Text Analytics rapidly and accurately captures key concepts from text data by using an extraction process. This process relies on linguistic resources to dictate how large amounts of unstructured, textual data is analyzed and interpreted.
You can use the Resource editor tab to view the linguistic resources that are used in the extraction process. These resources are stored in the form of templates and libraries, which are used to extract concepts, group them under types, discover patterns in the text data, and other processes. Text Analytics offers several preconfigured resource templates, and in some languages, you can also use the resources in text analysis packages.

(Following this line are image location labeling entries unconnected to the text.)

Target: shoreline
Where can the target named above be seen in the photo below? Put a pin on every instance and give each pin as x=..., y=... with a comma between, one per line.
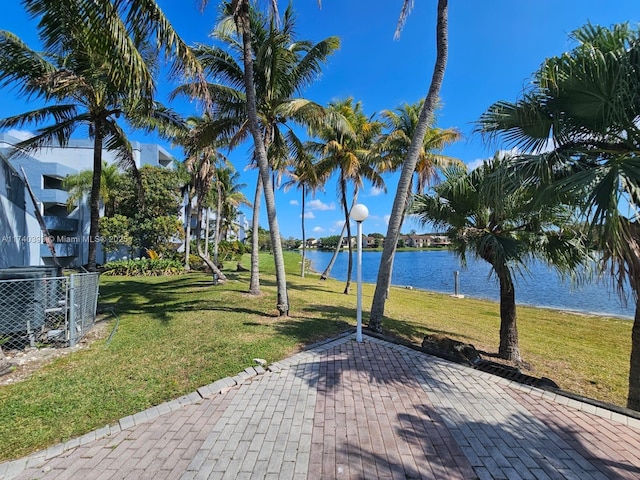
x=588, y=313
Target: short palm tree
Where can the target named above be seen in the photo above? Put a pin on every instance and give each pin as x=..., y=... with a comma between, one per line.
x=85, y=76
x=507, y=230
x=352, y=155
x=583, y=107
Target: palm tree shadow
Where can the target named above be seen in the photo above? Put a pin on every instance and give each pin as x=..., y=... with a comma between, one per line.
x=444, y=439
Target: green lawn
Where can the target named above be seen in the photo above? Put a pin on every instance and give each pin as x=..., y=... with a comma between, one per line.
x=178, y=333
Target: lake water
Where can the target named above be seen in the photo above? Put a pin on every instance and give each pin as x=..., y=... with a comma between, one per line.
x=434, y=270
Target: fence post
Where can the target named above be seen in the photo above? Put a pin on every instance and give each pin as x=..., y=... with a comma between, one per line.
x=72, y=310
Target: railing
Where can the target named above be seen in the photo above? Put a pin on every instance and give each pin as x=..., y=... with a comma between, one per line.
x=48, y=310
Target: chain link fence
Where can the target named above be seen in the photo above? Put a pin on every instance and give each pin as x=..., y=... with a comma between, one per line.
x=39, y=307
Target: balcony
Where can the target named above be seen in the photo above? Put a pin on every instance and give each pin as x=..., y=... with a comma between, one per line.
x=60, y=224
x=52, y=196
x=61, y=249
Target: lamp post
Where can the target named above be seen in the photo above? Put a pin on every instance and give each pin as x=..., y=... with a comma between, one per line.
x=359, y=213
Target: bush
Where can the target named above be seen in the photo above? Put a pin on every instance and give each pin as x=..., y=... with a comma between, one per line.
x=144, y=267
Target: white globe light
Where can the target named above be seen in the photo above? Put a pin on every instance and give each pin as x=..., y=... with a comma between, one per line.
x=359, y=212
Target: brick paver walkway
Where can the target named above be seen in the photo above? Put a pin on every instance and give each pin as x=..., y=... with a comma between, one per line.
x=354, y=411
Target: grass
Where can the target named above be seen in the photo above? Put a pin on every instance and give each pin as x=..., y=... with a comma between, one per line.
x=178, y=333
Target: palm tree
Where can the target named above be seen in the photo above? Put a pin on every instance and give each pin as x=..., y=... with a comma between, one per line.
x=273, y=69
x=84, y=73
x=79, y=186
x=201, y=164
x=401, y=124
x=227, y=197
x=305, y=175
x=352, y=155
x=583, y=107
x=409, y=165
x=506, y=230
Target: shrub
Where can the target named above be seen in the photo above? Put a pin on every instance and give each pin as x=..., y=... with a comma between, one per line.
x=144, y=267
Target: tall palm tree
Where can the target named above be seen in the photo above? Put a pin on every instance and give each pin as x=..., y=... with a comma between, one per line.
x=507, y=230
x=79, y=185
x=352, y=155
x=401, y=124
x=201, y=164
x=84, y=72
x=583, y=106
x=409, y=166
x=227, y=197
x=262, y=66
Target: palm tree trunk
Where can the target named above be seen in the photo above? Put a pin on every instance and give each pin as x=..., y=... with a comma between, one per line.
x=404, y=215
x=187, y=233
x=205, y=258
x=327, y=271
x=345, y=207
x=206, y=232
x=633, y=399
x=94, y=198
x=242, y=22
x=509, y=348
x=304, y=239
x=254, y=282
x=216, y=239
x=408, y=169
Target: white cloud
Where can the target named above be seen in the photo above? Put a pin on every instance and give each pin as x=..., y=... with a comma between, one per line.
x=319, y=205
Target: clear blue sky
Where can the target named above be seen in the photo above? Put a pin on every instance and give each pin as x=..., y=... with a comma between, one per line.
x=494, y=47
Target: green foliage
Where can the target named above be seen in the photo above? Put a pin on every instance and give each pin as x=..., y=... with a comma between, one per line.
x=162, y=234
x=160, y=193
x=330, y=242
x=152, y=212
x=144, y=267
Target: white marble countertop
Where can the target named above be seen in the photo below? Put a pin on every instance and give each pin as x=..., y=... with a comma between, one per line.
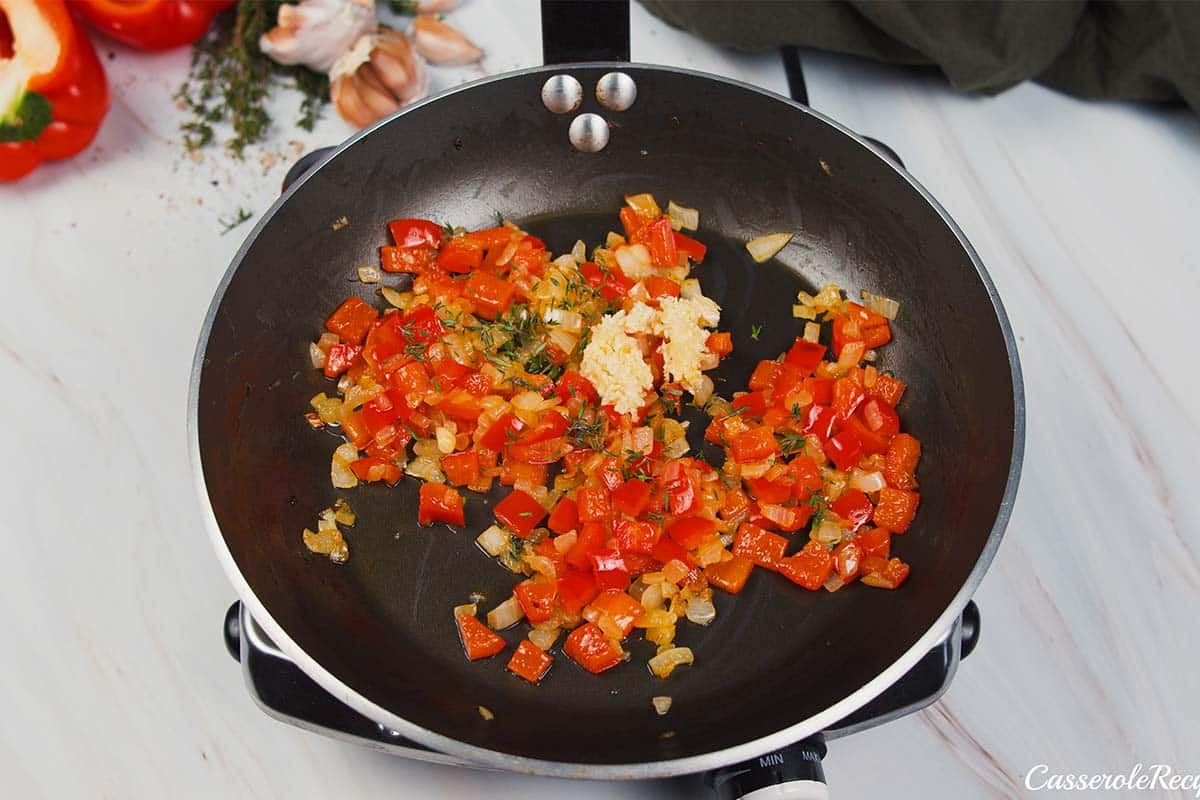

On the Resource editor tab, you work with terms and types to identify the concepts to extract from a document. These technical terms are defined as follows.
- Concepts
- Concepts are important words and phrases that were identified and extracted from your text data. They are also referred to as extraction results. These concepts are grouped into types. You can use these concepts to explore your data and create your categories.
- Terms
- Terms are the specific words that make up a concept. Terms are single words such as
airport
orlocation
and word phrases such asairport pick-up
. They are used to identify concepts in the text. Terms can be plural or singular forms of words, parts of larger words, synonyms, or spelling variations. - Types
- Types are semantic groupings for concepts. When concepts are extracted, they are assigned a type
to help group similar concepts. For example, some of the default types are
<Location>
,<Organization>
,<Person>
,<Positive>
, and<Negative>
.
You can use the Resource editor tab to customize and tune the linguistic resources. You can also use the controls to manage how terms are matched with text data and define rules for text links analysis (TLA).
Terms/synonyms pane
The Terms/synonyms pane shows all the libraries that are used as linguistic resources during the extraction process. If you want to customize how specific terms are grouped into concepts, you can edit the terms in the libraries. You can also add terms to the libraries. For instance, if your text data is specific to one field or discipline, you can add any technical terms that might be missing.
Custom libraries and templates
Because these resources might not fit the context of your data perfectly, you can create and manage your own resources for a particular context or domain in the Resource editor tab.
You can save any changes that you make to a library or template as a project asset, which you can then reuse in other flows. You can also import custom libraries or templates in case you manage your resources by using local files.
Fuzzy grouping and inflection grouping
You can use fuzzy grouping and inflection grouping techniques when analyzing text data. The fuzzy grouping technique groups commonly-misspelled words or closely-spelled words, and the inflection grouping technique groups inflected variants of words based on the root.
If you find that two words with similar spelling are incorrectly grouped together when you enabled these features, you can exclude the words from these grouping techniques. You can add the incorrectly matched pairs into the Exceptions section in the Advanced resources tab.